La répression est violente. Toutes les forces sont mises en branle pour neutraliser les jeunes manifestants : « Commandos de chasse, harkis, GMS (Groupes Mobiles de Sécurité), police et les troupes de la 4e DIM (Division Infanterie Motorisée) occupaient les points névralgiques de la ville qui était surveillée par des hélicoptères et des avions d’observation » (L’Écho d’Oran - 9 Janvier 1961).
Des accrochages ont lieu à la rue Clauzel. Un jeune Tiaréti, qui refuse de céder le drapeau, est abattu à bout portant.

Il est 10 heures environ. Vers 14 heures, des mitrailleuses crépitent de la terrasse de l’école Marie-Curie à partir d’un hélicoptère. Un deuxième manifestant est tué rue des marchés. D’autres jeunes restent collés au sol, touchés grièvement.

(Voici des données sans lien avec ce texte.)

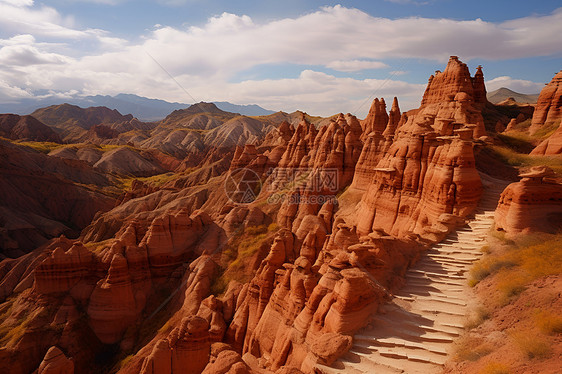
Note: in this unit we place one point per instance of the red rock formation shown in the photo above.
(16, 127)
(227, 362)
(55, 362)
(170, 239)
(453, 98)
(550, 146)
(185, 350)
(112, 306)
(549, 104)
(419, 179)
(377, 119)
(62, 270)
(39, 201)
(532, 204)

Des véhicules militaires et fourgons de police poursuivent les manifestants dans une course effrénée. Aculés dans les quartiers populaires, la population algérienne se donne un répit en fin d’après – midi. Le lendemain 9 janvier 1961, un lundi la jeunesse tiarétie sort de nouveau dans la rue. Plusieurs heurts ont lieu avec les forces répressives.

Les manifestations populaires de la ville de Tiaret se soldent par plusieurs arrestations. Des peines de prison sont écopées par les jeunes émeutiers.

Plus loin dans la steppe, à Zridib (El –Abiodh Sidi Cheikh), les nomades, qui refusent de voter, sont réprimés sans pitié. Comme ils le firent à Gueltet – Sidi Saad, les Français tirent à bout portant sur les nomades désarmés du camp de regroupement de Zridib, entouré de barbelés. Deux jeunes femmes et 8 hommes sont tués.

Ces événements méconnus n’ont jamais été célébrés officiellement. Les différentes instances n’en parlent même pas. Ils sombrent effroyablement dans les oubliettes parce que personne ne prend la peine de les évoquer et de rendre hommage à un peuple héroïque. C’est ce mépris de l’histoire qui nous coûte aujourd’hui tant de drames et tant de tourments.

Nous sommes indignés de constater que, dans une même patrie, il subsiste des martyrs de seconde zone, du deuxième collège. A Tiaret, on refuse effrontément de faire baptiser un lieu au nom de «Manifestations du 8 Janvier 1961» en vue d’honorer la mémoire de celles et de ceux qui ont accepté de braver les balles françaises pour le triomphe de la liberté.

Les martyrs de Zridib (El Abiodh Sidi Cheikh), de Sidi Abderrahmane (Frenda), de Gueltet-Sidi-Saad(Aflou), de Sougueur et de Tiaret sont – ils les orphelins de l’histoire, les laissés- pour-compte de la résistance algérienne?

Un silence déplorable se fait autour de la lutte populaire et du sacrifice noble et vertueux de nos femmes, de nos enfants, en un mot de notre peuple demeuré hostile à toutes les formes d’injustice.